Former Enron employees get long prison sentence for POST-ENRON FRAUD…Wow

enron-logo.jpgSome people just don’t get it… even when it is going on all around them.

Here is one example: Christian Deeb Rahaim, formerly a senior director of benefits for Enron’s HR department has been sentenced to 63 months in prison without possibility for parole. He has also been ordered to pay more than $2.9 million in restitution to Enron Creditors Recovery Corp.

Just another Enron employee going to jail?

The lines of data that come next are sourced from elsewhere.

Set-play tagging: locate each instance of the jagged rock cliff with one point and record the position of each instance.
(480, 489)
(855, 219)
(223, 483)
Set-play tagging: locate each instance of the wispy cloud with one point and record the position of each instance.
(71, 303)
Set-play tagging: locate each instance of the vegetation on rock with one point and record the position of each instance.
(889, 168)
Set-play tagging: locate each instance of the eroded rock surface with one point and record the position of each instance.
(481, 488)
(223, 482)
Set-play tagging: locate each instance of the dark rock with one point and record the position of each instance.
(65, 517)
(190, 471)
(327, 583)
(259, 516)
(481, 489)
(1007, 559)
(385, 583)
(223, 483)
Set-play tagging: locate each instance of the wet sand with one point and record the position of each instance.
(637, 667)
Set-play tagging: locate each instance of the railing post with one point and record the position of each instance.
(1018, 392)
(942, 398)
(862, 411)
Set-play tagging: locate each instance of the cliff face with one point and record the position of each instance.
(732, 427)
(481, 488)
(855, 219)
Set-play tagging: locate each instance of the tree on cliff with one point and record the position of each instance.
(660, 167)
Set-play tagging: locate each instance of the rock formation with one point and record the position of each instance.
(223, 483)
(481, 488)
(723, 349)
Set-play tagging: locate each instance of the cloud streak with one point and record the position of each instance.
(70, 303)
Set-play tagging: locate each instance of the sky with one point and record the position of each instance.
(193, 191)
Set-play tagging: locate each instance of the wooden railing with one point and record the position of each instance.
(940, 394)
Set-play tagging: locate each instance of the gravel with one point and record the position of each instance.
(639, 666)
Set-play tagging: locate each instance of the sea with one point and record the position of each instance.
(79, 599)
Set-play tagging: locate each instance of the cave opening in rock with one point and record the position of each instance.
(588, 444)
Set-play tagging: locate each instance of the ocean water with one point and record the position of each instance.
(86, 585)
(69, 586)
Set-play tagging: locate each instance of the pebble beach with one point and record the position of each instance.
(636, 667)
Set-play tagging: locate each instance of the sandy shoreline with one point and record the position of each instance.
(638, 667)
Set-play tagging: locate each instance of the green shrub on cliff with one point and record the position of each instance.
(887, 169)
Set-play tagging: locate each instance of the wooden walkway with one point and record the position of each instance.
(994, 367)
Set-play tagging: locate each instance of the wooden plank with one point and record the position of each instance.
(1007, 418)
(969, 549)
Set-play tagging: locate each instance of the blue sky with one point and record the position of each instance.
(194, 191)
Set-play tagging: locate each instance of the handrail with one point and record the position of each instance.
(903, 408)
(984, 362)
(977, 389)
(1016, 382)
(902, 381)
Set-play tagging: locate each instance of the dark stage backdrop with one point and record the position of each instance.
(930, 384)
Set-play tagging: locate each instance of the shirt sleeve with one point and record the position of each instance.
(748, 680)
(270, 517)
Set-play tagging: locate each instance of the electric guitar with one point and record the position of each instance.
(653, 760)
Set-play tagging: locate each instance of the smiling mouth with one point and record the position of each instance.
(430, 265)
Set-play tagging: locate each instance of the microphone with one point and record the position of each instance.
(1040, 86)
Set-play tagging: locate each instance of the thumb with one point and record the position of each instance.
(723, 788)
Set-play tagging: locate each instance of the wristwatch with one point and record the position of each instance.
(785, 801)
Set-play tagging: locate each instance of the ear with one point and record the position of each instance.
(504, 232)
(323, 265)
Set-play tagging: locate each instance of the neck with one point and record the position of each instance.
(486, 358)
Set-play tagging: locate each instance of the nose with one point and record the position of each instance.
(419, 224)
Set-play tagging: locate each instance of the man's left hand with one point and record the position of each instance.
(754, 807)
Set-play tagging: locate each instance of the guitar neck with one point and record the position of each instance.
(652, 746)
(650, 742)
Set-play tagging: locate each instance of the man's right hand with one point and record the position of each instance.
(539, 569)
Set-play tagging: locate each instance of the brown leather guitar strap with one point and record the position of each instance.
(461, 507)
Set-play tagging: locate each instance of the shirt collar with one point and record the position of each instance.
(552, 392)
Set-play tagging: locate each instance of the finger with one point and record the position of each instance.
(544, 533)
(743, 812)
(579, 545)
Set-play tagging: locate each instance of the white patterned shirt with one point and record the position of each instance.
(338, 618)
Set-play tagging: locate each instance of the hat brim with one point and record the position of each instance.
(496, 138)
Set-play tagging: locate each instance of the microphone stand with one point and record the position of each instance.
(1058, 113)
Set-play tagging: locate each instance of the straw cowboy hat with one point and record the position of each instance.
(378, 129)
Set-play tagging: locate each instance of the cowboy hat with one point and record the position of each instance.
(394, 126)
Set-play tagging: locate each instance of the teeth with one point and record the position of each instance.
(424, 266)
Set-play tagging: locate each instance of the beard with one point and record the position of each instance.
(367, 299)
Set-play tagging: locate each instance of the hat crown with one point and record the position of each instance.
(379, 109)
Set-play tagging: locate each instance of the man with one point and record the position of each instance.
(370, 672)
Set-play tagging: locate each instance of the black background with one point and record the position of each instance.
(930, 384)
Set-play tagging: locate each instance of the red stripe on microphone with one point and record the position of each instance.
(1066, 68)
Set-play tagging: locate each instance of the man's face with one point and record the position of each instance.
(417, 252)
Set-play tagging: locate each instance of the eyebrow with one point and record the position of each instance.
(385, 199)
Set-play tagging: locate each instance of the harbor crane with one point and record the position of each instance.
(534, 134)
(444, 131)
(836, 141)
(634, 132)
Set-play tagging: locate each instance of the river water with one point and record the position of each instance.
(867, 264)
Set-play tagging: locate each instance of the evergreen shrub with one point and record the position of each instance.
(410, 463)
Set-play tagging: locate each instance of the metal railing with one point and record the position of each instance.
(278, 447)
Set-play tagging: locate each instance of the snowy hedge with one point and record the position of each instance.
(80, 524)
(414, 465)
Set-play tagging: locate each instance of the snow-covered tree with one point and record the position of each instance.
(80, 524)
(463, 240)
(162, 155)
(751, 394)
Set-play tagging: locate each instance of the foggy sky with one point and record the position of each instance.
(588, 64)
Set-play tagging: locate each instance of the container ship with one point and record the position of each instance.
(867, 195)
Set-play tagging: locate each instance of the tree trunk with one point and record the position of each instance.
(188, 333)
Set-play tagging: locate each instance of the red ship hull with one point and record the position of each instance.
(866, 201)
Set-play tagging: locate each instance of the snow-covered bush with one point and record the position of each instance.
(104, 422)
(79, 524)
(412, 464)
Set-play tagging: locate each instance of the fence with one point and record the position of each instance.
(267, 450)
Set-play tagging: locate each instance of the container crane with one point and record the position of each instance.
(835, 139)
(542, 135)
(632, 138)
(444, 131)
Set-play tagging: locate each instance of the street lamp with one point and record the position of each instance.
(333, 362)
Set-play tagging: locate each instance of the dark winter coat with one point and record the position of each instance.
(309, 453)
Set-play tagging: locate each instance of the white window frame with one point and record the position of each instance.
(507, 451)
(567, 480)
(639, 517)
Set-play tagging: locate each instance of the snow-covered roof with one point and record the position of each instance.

Yes, but not under the same circumstances.

Rahaim filed false invoices to Enron for consulting work – several years after the company had already filed for bankruptcy due to massive fraud.

According to prosecutors, Rahaim used fraudulent invoices, a Canadian mail-drop, and various corporate entities to trick Enron into depositing funds into accounts that he secretly controlled. He used this money to pay personal credit-card debt, open personal investment accounts, and buy a half-million-dollar home in Cypress, Texas.

In November 2005, alert employees of Bank One reportedly raised questions about Rahaim’s attempt to transfer an additional $1.8 million that Enron had recently wired to the bank.

Commentary: The further irony? Rahaim received a prison term longer than those of most defendants involved in Enron’s earlier misdeeds.